About the Artist & Faculty Collaborator

Mark Menjívar

Mark Menjívar is a San Antonio based artist and Associate Professor in the School of Art and Design at Texas State University. His art practice primarily consists of creating participatory projects while being rooted in photography, oral history, archives, and social action. He attended McLennan Community College, holds a BA in Social Work from Baylor University and an MFA in Social Practice from Portland State University.

Mark has engaged in projects at venues including the Rothko Chapel, Eastern State Penitentiary, the Bemis Center for Contemporary Art, The Houston Center for Photography, The Puerto Rican Museum of Art and Culture, Blue Star Contemporary Art Museum and the Krannert Art Museum.
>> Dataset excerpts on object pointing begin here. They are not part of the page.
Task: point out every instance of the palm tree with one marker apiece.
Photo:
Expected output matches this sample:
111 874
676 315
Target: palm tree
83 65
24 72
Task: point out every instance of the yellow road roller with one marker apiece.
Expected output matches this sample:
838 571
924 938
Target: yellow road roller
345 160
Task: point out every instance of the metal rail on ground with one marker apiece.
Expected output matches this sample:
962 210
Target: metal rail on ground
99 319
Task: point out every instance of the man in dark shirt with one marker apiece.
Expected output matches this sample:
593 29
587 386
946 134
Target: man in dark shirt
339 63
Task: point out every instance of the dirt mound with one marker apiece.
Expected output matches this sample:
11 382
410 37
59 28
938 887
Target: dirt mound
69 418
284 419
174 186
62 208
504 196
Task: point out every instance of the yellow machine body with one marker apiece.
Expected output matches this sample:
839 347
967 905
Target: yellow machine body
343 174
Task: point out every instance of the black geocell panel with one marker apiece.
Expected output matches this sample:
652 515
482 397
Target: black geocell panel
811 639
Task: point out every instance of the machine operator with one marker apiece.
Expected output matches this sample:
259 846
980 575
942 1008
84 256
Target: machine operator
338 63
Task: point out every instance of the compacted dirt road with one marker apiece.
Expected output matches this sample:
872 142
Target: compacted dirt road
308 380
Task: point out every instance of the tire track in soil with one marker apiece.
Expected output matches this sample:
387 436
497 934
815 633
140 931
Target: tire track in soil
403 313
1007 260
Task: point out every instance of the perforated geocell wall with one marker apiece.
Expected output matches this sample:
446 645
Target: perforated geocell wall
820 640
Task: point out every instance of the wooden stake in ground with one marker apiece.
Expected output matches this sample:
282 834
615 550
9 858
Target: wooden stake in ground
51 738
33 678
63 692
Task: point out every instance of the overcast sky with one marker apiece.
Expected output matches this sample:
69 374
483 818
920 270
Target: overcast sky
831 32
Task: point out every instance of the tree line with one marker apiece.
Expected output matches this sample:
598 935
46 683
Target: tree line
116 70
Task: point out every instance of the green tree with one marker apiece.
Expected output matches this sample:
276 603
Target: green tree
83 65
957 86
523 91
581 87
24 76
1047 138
He has partnered on projects with many community organizations including San Anto Cultural Arts, Bloom ProjectBlack Outside, Mitchell Lake Audubon Center, CAST Schools, Libraries Without Borders, and the H. E. Butt Foundation

Mark is the artist-in-residence with the Texas After Violence Project, a public memory archive that fosters deeper understandings of the impacts of state violence.. He is also a member of Borderland Collective, which utilizes collaborations between artists, educators, youth, and community members to engage complex issues and build space for diverse perspectives, meaningful dialogue, and modes of creation around border issues.

Lindsay Reckson

Lindsay Reckson is an Associate Professor of English at Haverford College. A scholar of post-Reconstruction U.S. literature, performance, and visual culture, she is the author of Realist Ecstasy: Religion, Race, and Performance in American Literature (2020) and the editor of American Literature in Transition, 1876-1910. She teaches and writes at the intersections of creative expression and social justice, and has taught courses at Haverford on the cultural history of capital punishment and the poetics of incarceration and abolition. In 2018, she collaborated with the Equal Justice Initiative (EJI), the Brooklyn Museum, and the Cantor Fitzgerald Gallery to help coordinate The Legacy of Lynching: Confronting Racial Terror in America exhibit and symposium at Haverford College.